Most adult clients in therapy express a desire to improve their relationships. A critical facet of developing more meaningful adult bonds involves understanding formative childhood experiences with parents and siblings. It surprises me how often it surprises my therapy clients when we discuss complicated sibling roles and relations, and I voice my belief that all siblings consciously and unconsciously engage in competition. I’m surprised how often people beat themselves up for having feelings of resentment or anger toward siblings they love. We are socialized to view sibling rivalry as pathological when – in the context of an intimate family life – competition is a logical and understandable dimension of sibling dynamics.
Sam Shepard’s intense and honest play, True West, offers a raw exploration of brotherly competition. The play opens as Austin (Paul Dano) clicks away on his typewriter, diligently determined to meet his professional obligations as a writer, spouse and father who is housesitting for his mother while she takes a trip to Alaska. In struts his tipsy brutish brother Lee (Ethan Hawke) who taunts and teases Lee and tries to distract him from his work. Both actors melt into their roles as quintessential good cop and bad cop as Austin dutifully waters his mother’s plants and tries to whip Lee into shape. Lee just wants more liquor and the keys to Austin’s car, and Austin relents if only to get Lee out of the house as he prepares for an important meeting with a Saul who wants to sell Austin’s screenplay and further launch his career. Not surprisingly, Lee takes the car but returns in time to invade Austin’s business meeting as brotherly tension builds.
Shepard’s masterly presence is felt throughout these actor’s lively and active performances. Dano and Hawke’s chemistry is believable and admirable. The brothers’ journey reveals how ardently people tend to cling to their family roles. It is common to state a desire for change, but when possibilities for transformation present themselves, conscious and unconscious resistance to change can feel as ingrained as conscious and unconscious sibling rivalry. But rivalry and resistance to change do not mean that change is impossible, and neither represents a barrier to love.

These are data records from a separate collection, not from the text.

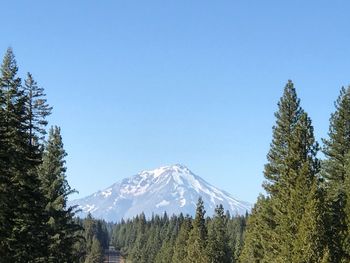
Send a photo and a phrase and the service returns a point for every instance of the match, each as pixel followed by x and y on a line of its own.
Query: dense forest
pixel 35 223
pixel 181 238
pixel 304 215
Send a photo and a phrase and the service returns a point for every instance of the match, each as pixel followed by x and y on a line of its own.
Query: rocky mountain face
pixel 173 189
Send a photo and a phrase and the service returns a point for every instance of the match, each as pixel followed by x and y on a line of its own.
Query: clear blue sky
pixel 140 84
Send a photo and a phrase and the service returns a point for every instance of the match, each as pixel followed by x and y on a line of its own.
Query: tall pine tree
pixel 336 148
pixel 292 184
pixel 24 238
pixel 62 230
pixel 197 241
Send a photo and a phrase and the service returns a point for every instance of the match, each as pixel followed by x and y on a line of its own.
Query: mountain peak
pixel 166 170
pixel 173 188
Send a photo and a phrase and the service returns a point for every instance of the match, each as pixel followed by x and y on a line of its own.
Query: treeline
pixel 35 223
pixel 305 214
pixel 181 238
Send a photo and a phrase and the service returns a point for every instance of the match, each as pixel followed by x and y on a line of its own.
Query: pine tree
pixel 346 233
pixel 37 111
pixel 217 248
pixel 22 219
pixel 180 248
pixel 256 249
pixel 291 174
pixel 96 253
pixel 335 149
pixel 61 226
pixel 196 245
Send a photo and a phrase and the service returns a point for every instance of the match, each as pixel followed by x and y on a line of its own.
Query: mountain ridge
pixel 172 189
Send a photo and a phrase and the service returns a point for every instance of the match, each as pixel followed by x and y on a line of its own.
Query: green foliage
pixel 197 241
pixel 334 169
pixel 61 229
pixel 288 227
pixel 218 247
pixel 175 239
pixel 25 234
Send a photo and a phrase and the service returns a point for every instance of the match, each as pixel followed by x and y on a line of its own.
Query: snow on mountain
pixel 173 189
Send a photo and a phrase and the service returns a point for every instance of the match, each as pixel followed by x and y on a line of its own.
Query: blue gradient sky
pixel 140 84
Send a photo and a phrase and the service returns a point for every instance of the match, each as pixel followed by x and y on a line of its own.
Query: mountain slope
pixel 173 189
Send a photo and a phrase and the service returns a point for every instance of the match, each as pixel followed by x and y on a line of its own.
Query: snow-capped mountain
pixel 173 189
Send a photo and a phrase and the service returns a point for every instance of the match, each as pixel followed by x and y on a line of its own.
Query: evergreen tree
pixel 61 226
pixel 217 248
pixel 336 148
pixel 196 245
pixel 96 253
pixel 37 111
pixel 22 218
pixel 259 225
pixel 291 174
pixel 180 247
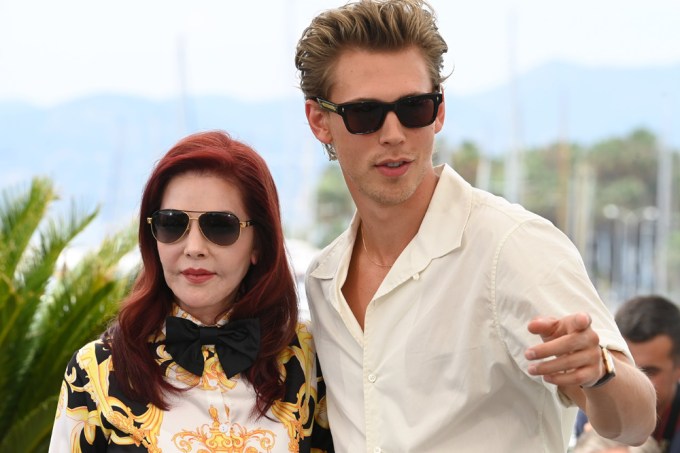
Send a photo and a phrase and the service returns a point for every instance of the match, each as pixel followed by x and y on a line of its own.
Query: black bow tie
pixel 236 344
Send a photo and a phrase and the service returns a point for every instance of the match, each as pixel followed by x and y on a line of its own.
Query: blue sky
pixel 52 51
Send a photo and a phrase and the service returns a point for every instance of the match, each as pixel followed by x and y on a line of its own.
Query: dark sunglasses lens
pixel 364 117
pixel 168 226
pixel 221 228
pixel 416 111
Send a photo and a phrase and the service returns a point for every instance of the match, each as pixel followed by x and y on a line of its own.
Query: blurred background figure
pixel 651 327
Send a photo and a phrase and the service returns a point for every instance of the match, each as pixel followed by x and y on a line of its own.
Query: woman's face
pixel 204 277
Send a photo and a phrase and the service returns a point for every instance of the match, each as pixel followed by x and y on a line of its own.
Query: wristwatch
pixel 609 371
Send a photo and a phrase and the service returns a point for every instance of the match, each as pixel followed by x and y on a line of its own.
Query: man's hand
pixel 570 353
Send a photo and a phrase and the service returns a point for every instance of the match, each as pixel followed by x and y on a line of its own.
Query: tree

I was thrilled to find last minute tickets to this past Sunday’s matinee. At the show’s conclusion, it was announced that members of the company would be staying to discuss the show. About a quarter of the audience stayed and shared the exciting surprise that it was Ethan Hawke and Gary Wilmes (Saul) who joined the audience to answer questions. A talented moderator shared that Shepard’s work conveys the belief that male violence in America connects with painful experiences of inadequacy and that the play was as much about how toxic masculinity sabotages our land, our culture and family relationships. Wilmes was humble and humorous and Hawke was brilliant and engaged. Hawke described how his lines and his character enter his subconscious and it was noticeable that his hands were covered in scabs from the sheer physicality of his performance. This unexpected window into the actors’ experience amplified an already extraordinary theatrical experience.